If I have a dodgy gateway and I start sending out SMS as PLODDERBANK then the mobile operators will see that my gateway is not registered on the database to send messages as PLODDERBANK and will mark it as Likely Spam (and from October, block it outright).

Similarly, for number spoofing, the mobile operators know which operator an Irish mobile number is registered to at any given time, and if a message comes in with my number as the ID but the message is not coming from my mobile network, then it's not valid.

It's says these texts will be blocked outright from October

Is there any way to opt out?

Except that is not what is happening at all. This measure has nothing to do with 2fa directly nor is it confined to Ireland.

What this is about is to stop the rampant spam calls and texts of recent years that were spoofing names and numbers, mainly from dodgy providers.

Any provider who actually bothered to stay on top of matters will have had absolutely no difference to their SMS delivery once this change came into place.

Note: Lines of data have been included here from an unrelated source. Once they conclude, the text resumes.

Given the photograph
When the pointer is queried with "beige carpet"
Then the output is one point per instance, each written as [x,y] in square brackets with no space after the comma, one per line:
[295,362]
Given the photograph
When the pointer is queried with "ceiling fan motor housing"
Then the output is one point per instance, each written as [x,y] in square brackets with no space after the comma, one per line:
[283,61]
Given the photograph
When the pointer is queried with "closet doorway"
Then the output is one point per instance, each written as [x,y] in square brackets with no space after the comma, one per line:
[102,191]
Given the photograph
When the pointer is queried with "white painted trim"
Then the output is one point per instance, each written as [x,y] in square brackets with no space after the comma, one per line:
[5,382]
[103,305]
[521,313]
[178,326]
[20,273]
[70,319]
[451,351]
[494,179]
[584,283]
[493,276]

@nullObjects there is no opt-out, it's all being done at a network interconnect level. Frankly, there is no need to opt-out - any legitimate provider of bulk SMS has zero reason for their SMS to be blocked once they follow the protocol.

I don't see why we should be holding off securing our public networks just because a company can't be bothered to do a relatively straightforward registration process. If anything it is in the interests of the companies involved to avoid being spoofed themselves and then having their support channels clogged up with hacked customer accounts.

Most companies are actually moving away from SMS 2FA themselves anyway - EpicGames, eBay and PayPal to name but a few - because SMS 2FA is at risk of SIM swap fraud.

Given that no messages are being blocked until October, something else went wrong here.